The interpid Dr. Herbert Schlangemann.

>> This paper, “Cyllage City COVID-19 outbreak linked to Zubat consumption,” blames a fictional creature for an outbreak in a fictional city, cites fictional references (including one from author Bruce Wayne in Gotham Forensics Quarterly on using bats to fight crime), and is cowritten by fictional authors such as Pokémon’s Nurse Joy and House, MD.

Dammit, now I want to read the Gotham Forensics Quarterly paper.

I'd like to add the Stone louse to this list: https://en.wikipedia.org/wiki/Stone_louse

The value of one single article, however presented in "scientific" form, whichever magazine publishes it, is practically 0. The sooner one realizes that, the sooner one can stop debunking each and every homeopathy "paper"... the earlier one can move to do real science.

Yes, it's sad, you will not be able to detect small effects because they will have a very hard time getting reproduced above noise level, but there is just no alternative.

Several articles, and one of them was then cited at least once.

I think that's a very naive way of looking at it. You can't say "if everybody would just educate themselves on this topic", because the vast, vast majority of people do not.

Singular papers can do real harm, as we can see from a whole movement of "vaccines cause autism" stemming from one fallacious paper.

And even without going to those extremes, it's clear that confirmation bias will cause people to find even a single paper confirming their scientifically bankrupt ideas as a way to bolster and legitimize their campaigns to spread harmful misinformation.

> You can't say "if everybody would just educate themselves on this topic", because the vast, vast majority of people do not.

> Singular papers can do real harm, as we can see from a whole movement of "vaccines cause autism" stemming from one fallacious paper.

The vast, vast majority of people don't read the papers you like either. That includes the "vaccines cause autism" movement; 0% of members have read any related paper.

You mention some real problems, but they aren't addressed by the peer review system.

If you publish a paper with fake 'good' data, why would some spurrious animal names even be relevant? 'Zubat'? Epidemiologists probably don't know the English-Chinese translation for the million species in China.

This is not really spoofing, this is just plain fraud, right?

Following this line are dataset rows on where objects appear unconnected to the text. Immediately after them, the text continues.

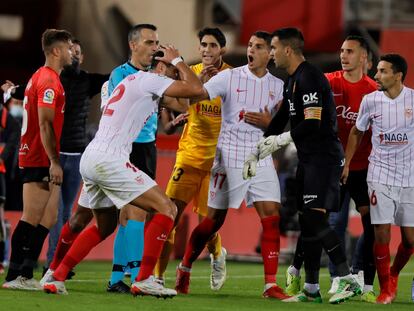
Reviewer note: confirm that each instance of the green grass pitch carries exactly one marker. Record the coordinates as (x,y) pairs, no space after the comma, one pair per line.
(242,291)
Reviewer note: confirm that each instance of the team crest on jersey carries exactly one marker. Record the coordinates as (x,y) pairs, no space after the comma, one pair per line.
(48,96)
(212,194)
(393,139)
(241,114)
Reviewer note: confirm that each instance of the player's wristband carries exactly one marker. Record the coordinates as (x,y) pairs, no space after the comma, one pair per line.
(177,60)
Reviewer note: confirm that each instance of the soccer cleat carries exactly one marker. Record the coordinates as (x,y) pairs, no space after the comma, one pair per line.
(51,286)
(305,296)
(160,280)
(393,286)
(218,270)
(119,287)
(22,283)
(334,285)
(384,298)
(47,275)
(275,292)
(149,287)
(182,281)
(292,283)
(369,297)
(348,287)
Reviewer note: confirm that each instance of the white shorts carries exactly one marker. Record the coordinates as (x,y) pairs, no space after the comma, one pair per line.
(391,205)
(109,180)
(228,189)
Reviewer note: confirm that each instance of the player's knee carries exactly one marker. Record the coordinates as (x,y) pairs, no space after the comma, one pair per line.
(80,220)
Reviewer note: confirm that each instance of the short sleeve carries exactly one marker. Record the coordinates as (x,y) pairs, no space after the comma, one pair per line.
(311,88)
(217,85)
(48,91)
(156,84)
(363,120)
(114,79)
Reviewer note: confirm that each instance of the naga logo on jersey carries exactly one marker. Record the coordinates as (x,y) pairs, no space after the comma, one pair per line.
(208,110)
(241,114)
(393,139)
(346,113)
(311,98)
(48,96)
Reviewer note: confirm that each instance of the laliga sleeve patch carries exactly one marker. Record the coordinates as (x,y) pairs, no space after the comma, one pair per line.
(48,96)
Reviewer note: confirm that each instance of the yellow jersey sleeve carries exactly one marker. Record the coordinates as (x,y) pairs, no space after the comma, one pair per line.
(197,145)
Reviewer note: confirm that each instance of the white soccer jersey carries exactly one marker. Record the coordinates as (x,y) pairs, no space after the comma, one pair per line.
(392,124)
(242,91)
(130,105)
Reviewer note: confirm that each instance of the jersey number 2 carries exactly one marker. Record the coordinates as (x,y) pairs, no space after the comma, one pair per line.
(117,95)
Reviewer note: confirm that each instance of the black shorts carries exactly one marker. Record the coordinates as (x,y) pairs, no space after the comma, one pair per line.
(34,174)
(2,188)
(144,156)
(357,187)
(318,186)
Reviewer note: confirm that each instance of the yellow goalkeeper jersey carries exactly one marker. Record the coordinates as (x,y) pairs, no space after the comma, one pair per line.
(197,145)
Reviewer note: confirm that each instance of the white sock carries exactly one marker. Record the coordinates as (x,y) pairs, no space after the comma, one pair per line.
(311,288)
(294,271)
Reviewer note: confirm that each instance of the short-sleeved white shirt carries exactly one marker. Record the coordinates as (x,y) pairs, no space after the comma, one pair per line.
(242,91)
(131,104)
(392,123)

When they fill papers full of jargon, data that doesn't make sense, crazy political posturing so that the paper reads as something fantastical - and it gets by - that's a problem.

But this seems to be merely a real concern that it's quite a bit of work to reproduce scientific results and that someone doing a quick review of a paper has no material way of validating 'everything'.

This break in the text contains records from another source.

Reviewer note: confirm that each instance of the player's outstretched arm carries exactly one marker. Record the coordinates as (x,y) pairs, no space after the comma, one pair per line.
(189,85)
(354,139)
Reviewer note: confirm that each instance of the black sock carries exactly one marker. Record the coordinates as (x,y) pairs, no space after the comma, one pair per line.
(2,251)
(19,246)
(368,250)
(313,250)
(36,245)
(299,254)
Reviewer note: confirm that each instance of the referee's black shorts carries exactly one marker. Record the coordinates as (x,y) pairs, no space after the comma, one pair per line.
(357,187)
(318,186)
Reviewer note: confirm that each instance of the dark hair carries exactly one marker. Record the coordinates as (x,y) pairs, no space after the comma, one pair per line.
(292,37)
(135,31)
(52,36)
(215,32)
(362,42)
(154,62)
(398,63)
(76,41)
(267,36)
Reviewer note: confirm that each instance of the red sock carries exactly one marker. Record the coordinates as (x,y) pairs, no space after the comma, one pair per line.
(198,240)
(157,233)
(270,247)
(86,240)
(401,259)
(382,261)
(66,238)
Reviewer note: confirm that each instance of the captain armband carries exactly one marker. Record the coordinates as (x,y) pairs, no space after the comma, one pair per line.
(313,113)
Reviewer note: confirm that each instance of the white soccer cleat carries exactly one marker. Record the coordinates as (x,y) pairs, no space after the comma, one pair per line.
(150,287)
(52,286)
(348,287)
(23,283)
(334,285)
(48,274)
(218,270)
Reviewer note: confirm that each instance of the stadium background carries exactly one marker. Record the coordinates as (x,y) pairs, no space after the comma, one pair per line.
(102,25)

The paper 'looked promising' because it was promising, assuming those sending it in weren't completely making everything up.

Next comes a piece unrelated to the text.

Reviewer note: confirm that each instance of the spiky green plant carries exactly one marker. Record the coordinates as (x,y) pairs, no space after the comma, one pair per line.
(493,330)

You could make a fake passport that might fool a lot of people, that doesn't mean the system is broken.

Science maybe has problems but I'm not sure this one strikes at it very well.

From the article:

> Some would argue that editors cannot recognize Pokémon names, but lines in the text such as “a journal publishing this paper does not practice peer review and must therefore be predatory” or “this invited article is in a predatory journal that likely does not practice peer review” would have tipped off anyone who bothered to read the articles. These papers did not slip in under the radar; they were welcomed in blindly.

Data is not meaningful in and of itself. What matters is what that data signifies, i.e. how it changes the reader's understanding of the world.

It doesn't matter if the data is made up if what it signifies is complete nonsense anyway. If their goal was to commit fraud they would obfuscate their deceit, not make it a google search away from clearly being a hoax. Your definition of fraud is so broad that it removes any responsibility of due diligence from the reader, which is the entire point of having a peer review process in the first place.

Is it the author or the journal that is fraudulent?